Monday, November 16, 2009

Southern and Parents

As Dave and I ate this amazing gumbo that a friend brought by tonight, he decided that there are four groups of Southern food:

1) Cook the hooey out of it (i.e., any vegetable made in the south)
2) Add Bacon
3) Fried
4) Gravy

All I can say to that is: YUMMMMY!

In case you are wondering, the parents in our neighborhood whose children are starting kindergarten this year are obsessed with where their children are going to school. The vast majority of the conversations Dave and I have right now are where to send Conor to school. To give you some perspective, the debates are like CIO vs AP parenting....only worse.

Actually, I take that back. For my friends at least, we seem to be supportive of each other's kindergarten choices. And just before I started this blog entry, Dave and I realized that NONE of our friends are making the same choice! Not a single one. So from our perspective: none of our friends have looked at the same schools and all agreed on the same school.

What I appreciate the most about our friends is that we all seem to be supportive of each other. This weekend, a good friend and I had a cleaning party at the new house and could truly support that a school we didn't choose was indeed a good school and a good choice for each other's family. Dave and my impression thus far is that all the schools we've seen are "over the bar" in that they would be good educational choices. I don't think any of the magnet schools we've seen are bad.

NONETHELESS, today a friend explained to me how "parents she knew, parents whose parenting styles she respected, had chosen a particular school (<--the school she mistakenly thought we are choosing), but it simply was not a good fit for her child." Now, being the psychologist interested in communication that I am, let's parse that statement. If that statement had been "That's a good school, but not a good fit for my child or my family", I would think that was a fine, non-judgmental statement. Indeed, I think all of our choices are based our family's beliefs about what makes good education (pedagogy or pedagogical philosophy if you want to sound fancy; I have had to submit my personal pedagogy at every job appointment or review I've had as a professor). Some are more traditional than others. Some are less traditional than others. There you go. That's fine.

But that's not what this woman said. She had to justify her statement by talking about the families who have chosen this particular school by saying she "still" thought they were good parents. Implying, of course, that they had chosen the WRONG school, but she wanted me to think she respected their (clearly poor?) parenting style.

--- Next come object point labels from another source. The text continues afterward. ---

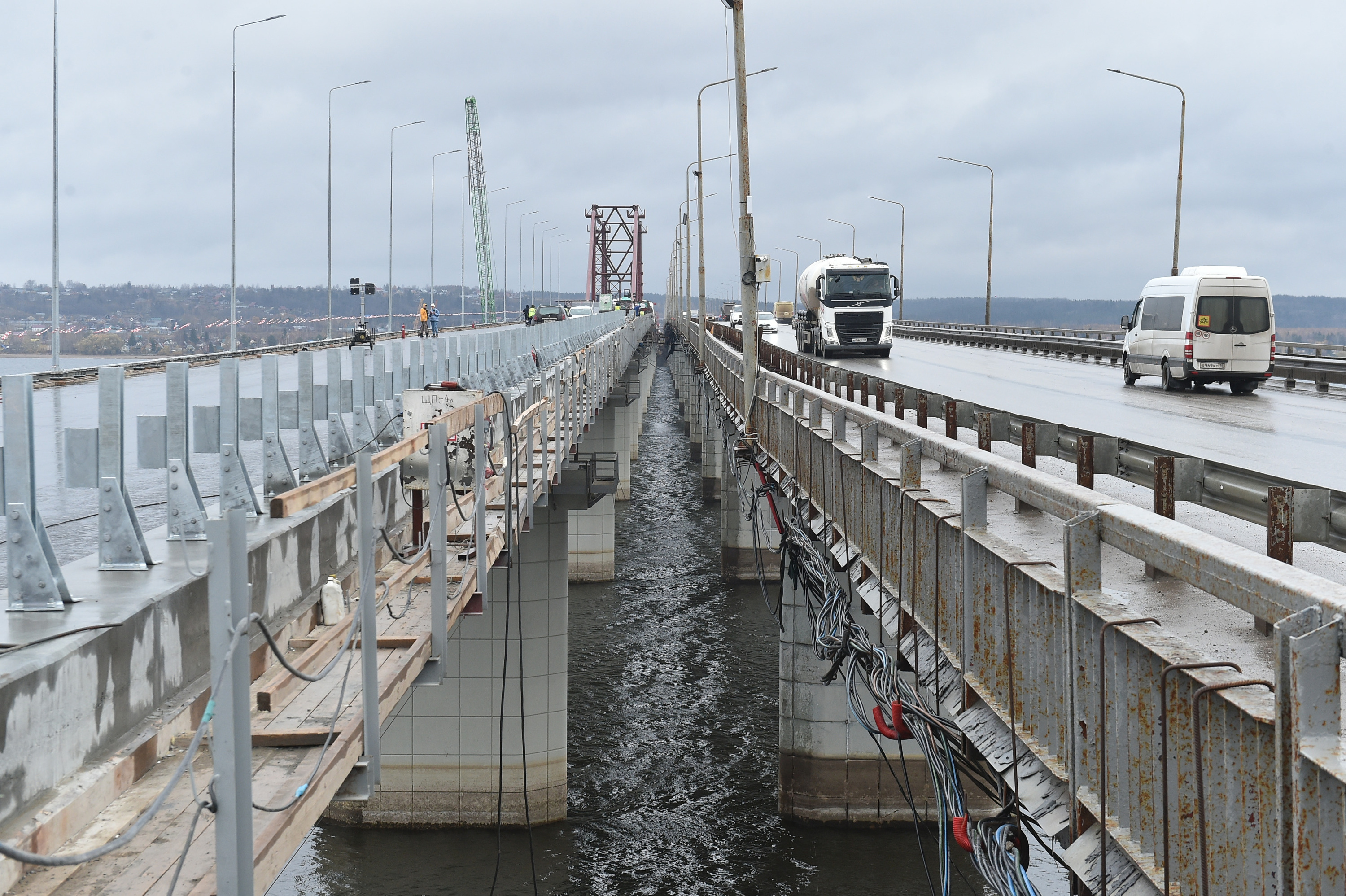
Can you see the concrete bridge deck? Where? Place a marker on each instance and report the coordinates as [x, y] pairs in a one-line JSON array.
[[574, 406]]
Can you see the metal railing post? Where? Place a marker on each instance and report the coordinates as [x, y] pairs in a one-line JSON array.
[[338, 441], [278, 475], [122, 544], [35, 577], [311, 459], [236, 489], [435, 489], [186, 509], [368, 612], [480, 462], [360, 400]]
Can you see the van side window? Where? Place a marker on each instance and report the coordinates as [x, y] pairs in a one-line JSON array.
[[1162, 313], [1233, 314]]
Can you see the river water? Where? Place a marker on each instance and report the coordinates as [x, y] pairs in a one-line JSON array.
[[672, 740]]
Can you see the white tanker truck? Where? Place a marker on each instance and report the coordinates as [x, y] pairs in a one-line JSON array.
[[847, 307]]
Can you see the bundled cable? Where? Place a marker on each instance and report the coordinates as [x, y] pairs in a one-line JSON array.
[[892, 708]]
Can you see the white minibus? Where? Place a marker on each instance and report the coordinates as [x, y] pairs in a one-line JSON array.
[[1211, 325]]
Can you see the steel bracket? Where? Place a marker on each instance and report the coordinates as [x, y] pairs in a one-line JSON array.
[[122, 545], [186, 513], [33, 581]]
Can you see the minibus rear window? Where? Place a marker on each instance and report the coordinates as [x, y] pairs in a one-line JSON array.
[[1233, 314], [1162, 313]]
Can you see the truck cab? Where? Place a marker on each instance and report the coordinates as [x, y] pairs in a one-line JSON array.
[[847, 307]]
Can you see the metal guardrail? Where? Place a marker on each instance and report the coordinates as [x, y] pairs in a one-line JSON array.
[[1325, 367], [1232, 785], [72, 376], [1318, 514]]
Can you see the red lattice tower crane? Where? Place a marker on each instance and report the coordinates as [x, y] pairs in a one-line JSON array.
[[616, 266]]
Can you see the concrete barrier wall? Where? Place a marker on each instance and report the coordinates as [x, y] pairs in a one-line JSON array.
[[108, 684]]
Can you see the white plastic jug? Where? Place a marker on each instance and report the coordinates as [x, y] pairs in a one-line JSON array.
[[333, 600]]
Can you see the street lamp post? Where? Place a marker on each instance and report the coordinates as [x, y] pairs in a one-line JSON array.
[[902, 252], [1182, 135], [532, 262], [505, 260], [56, 206], [700, 198], [233, 189], [796, 270], [548, 258], [521, 256], [393, 131], [991, 224], [852, 233], [330, 200], [556, 275], [433, 220]]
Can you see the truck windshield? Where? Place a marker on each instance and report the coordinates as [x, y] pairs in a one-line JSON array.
[[851, 290], [1233, 314]]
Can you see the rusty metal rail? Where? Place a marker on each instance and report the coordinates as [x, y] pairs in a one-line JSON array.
[[1274, 781], [1317, 514]]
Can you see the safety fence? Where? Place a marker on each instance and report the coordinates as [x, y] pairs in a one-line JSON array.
[[1220, 783], [538, 399], [1290, 510]]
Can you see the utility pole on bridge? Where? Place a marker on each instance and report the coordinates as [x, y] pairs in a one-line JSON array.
[[747, 244]]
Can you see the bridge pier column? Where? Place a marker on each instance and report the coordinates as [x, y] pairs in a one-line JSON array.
[[739, 557], [624, 427], [593, 532], [712, 450], [831, 770], [441, 746], [695, 419]]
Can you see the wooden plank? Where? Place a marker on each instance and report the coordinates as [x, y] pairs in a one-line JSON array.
[[458, 420], [392, 643], [307, 736]]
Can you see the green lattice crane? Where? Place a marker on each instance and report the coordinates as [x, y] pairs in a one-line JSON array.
[[481, 213]]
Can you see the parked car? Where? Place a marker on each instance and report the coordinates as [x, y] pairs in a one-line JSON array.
[[1209, 325]]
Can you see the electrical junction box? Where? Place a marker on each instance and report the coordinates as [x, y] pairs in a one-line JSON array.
[[419, 408], [764, 268]]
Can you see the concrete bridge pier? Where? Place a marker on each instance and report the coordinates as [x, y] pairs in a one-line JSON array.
[[696, 418], [712, 447], [831, 769], [441, 746]]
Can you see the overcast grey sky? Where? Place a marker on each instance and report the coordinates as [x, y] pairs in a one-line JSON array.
[[594, 101]]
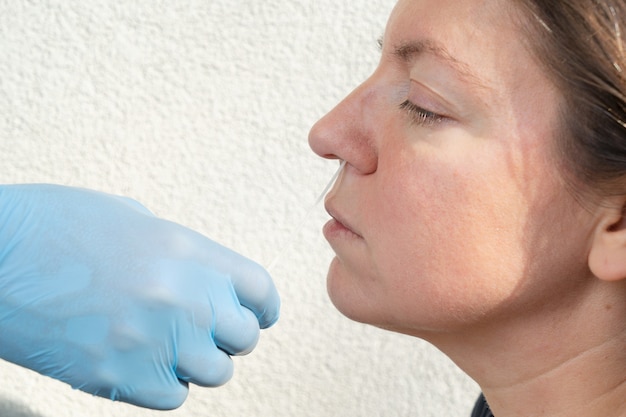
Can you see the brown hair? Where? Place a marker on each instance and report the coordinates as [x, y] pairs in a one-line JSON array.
[[582, 44]]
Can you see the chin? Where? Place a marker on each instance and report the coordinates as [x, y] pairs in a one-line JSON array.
[[346, 295]]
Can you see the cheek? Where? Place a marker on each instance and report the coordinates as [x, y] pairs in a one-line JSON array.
[[447, 236]]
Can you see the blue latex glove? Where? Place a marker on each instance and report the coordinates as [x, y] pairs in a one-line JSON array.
[[98, 292]]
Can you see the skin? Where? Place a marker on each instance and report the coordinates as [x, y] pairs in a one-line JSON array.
[[455, 225]]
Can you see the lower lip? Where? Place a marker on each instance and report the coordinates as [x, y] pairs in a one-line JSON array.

Let me translate, "GOOD Lord, they don't seem like wackadoodle parents but that school sucks!!!" She even continued on trying to convince me that this school had poor resources and weak parental involvement until I finally got her to understand we were talking about another school--although, ironically, I know people who go to the school she was referring to and they love it. Good parents, too.

Have we not been through all this before? here's a clue: see CIO vs. AP above. I'm over it.

It recently occurred to me that we don't tell each other how to be married, do we? We don't say to each other: in order to have a good marriage, you must have sex X amount of times in Y amount of ways; you must split (or not) your finances in this way; you much divide house chores this way; you must live in this house with this many children and this many pets; you must do everything I've done exactly the way I've done it or your marriage is bad and wrong.

Somebody might try to tell you (or me) that, but my response is simply: Bite me. Marriages and other long term relationships are unique. No one expects that all marriages are the same. Why then do we expect other family choices, like um, parenting, should be the same, too? Insecurity is the answer. And I am too dadgummed tired to be insecure about that.

I think it's time for me to go fix me some fried bacon gravy and cook the hooey out of it.

4 comments:

MMC said...

Very interesting post. Being pregnant with my first child, I can honestly say I had no idea, till the last few months, that people were so judgmental on child related topics. Such divisive issues that were completely new to me (and now I've heard about ad nauseum) include (but are not limited to!): CIO vs AP; nursing vs formula feeding; SAHM vs 'career mother'; Vaginal vs cesarean birth; etc.

It honestly never occurred to me before this experience that so many people would feel compelled to pass judgment on so many topics as they affect my life, and thus, should be absolutely none of their business.

You're probably right, that insecurity is the cause, and people are looking to have their own parenting choices validated. But it definitely irritates the crap out of me. :)

Blaine said...

Anita - I have no idea what CIO vs. AP means. Clearly, I am not a parent.

Zoe Hanes said...

I think it feels like these choices will permanently impact the lives of our children so that they get blown out of proportion. We're trying to juggle too many things and end up obsessing about breastfeeding or CIO or what schools to send our children to. We somehow think if we make the right decision it will insure our children are safe and well adjusted. But really these things don't matter. When I look at my own life I see that. I dropped out of high school in the 9th grade. Now I'm a lawyer. What matters is how and what we teach our children over a lifetime.

Anita Blanchard said...

I'm so glad I know you, Zoe. Can't wait to be back on your side of the street!!